Dafür läuft es für den Niederländer Danilho Doekhi nahezu spektakulär. Der Neffe von Winston Bogarde, 1995 mit Ajax Amsterdam Sieger in der Champions League, groß rausgekommen danach beim FC Barcelona, ist so etwas wie der heimliche Gewinner der Saison 2022/23. Wenn schon seine Kopfballstärke in der Abwehr imponiert, dann löst sie beim Gegner in dessen Strafraum geradezu Schweißausbrüche aus. Die Variante ist altbekannt, klappt aber immer wieder. Gegen Hoffenheim, zweimal beim 3:1 zu Hause, einmal beim 2:4 auswärts, passiert das sogar im Dreierpack und fast schon mit Ansage: Ecke Trimmel, Kopfball Doekhi – Tor!
Ähnlich läuft es auch die anderen Male, beim 2:1 gegen Mönchengladbach nach Flanke von Jamie Leweling, beim 2:0 im Olympiastadion im Stadtderby nach Freistoß von Trimmel und in Europa beim 3:1 gegen Ajax nach hohem Zuspiel von Josip Juranovic. Einen besseren Beweis dafür, dass Fußball nicht zuletzt auch mit dem Kopf gespielt wird, kann niemand erbringen.
Der 1. FC Union holt inzwischen auch WM-Stars
Überhaupt ist den Köpenickern in Sachen Internationalität ein Quantensprung gelungen. Vor einem halben Jahr haben sie mit Juranovic (WM-Dritter mit Kroatien, Champions-League-Teilnehmer mit Celtic Glasgow), Aissa Laidouni (WM-Teilnehmer mit Tunesien und dort beim 0:0 gegen Dänemark Spieler des Spiels) und Jerome Roussillon (für Frankreich bestritt er Nachwuchs-Länderspiele, als Unioner wurde er A-Nationalspieler von Guadeloupe) ein Trio verpflichtet, das höheren Ansprüchen gerecht wird. An Erfahrung und an internationaler Stabilität kann ein Team nie genug haben.

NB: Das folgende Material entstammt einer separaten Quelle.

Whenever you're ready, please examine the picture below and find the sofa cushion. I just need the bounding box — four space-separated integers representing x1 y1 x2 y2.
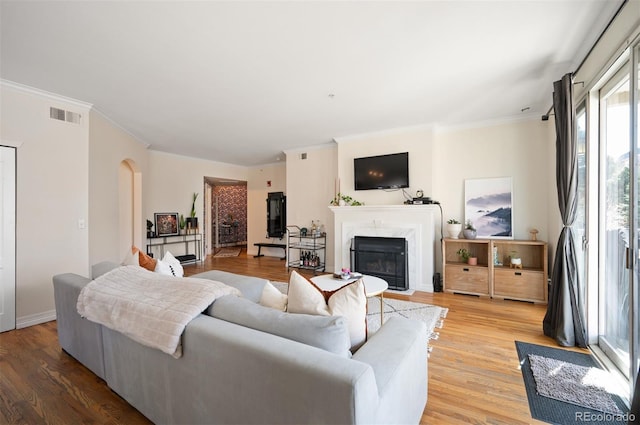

Trotzdem heißt es selbst hier: Wo Licht ist, ist auch Schatten. Jordan Siebatcheu, vor einem Jahr mit 22 Treffern als Torschützenkönig in der Schweizer Super League gekommen, hat noch viel Luft nach oben. Drei Treffern in seinen ersten sechs Spielen ließ er in seinen übrigen 25 Einsätzen nur noch einen folgen, vergab dafür zwei Elfmeter. Sollte Trainer Urs Fischer außerdem für das neue Spieljahr einen Wunsch frei haben, könnte der so lauten: Lass Andras Schäfer, das ungarische 70-Kilo-Leichtgewicht, nach seinen Mittelfußbrüchen gesund werden, zu Fitness und zu beständiger Form finden.
Denn in der Champions League stehen die Eisernen vor ihrer international größten Herausforderung. Dann ist, obwohl es auf Heimspiele im Olympiastadion hinausläuft, zumindest sprichwörtlich die ganze Welt zu Gast in Köpenick.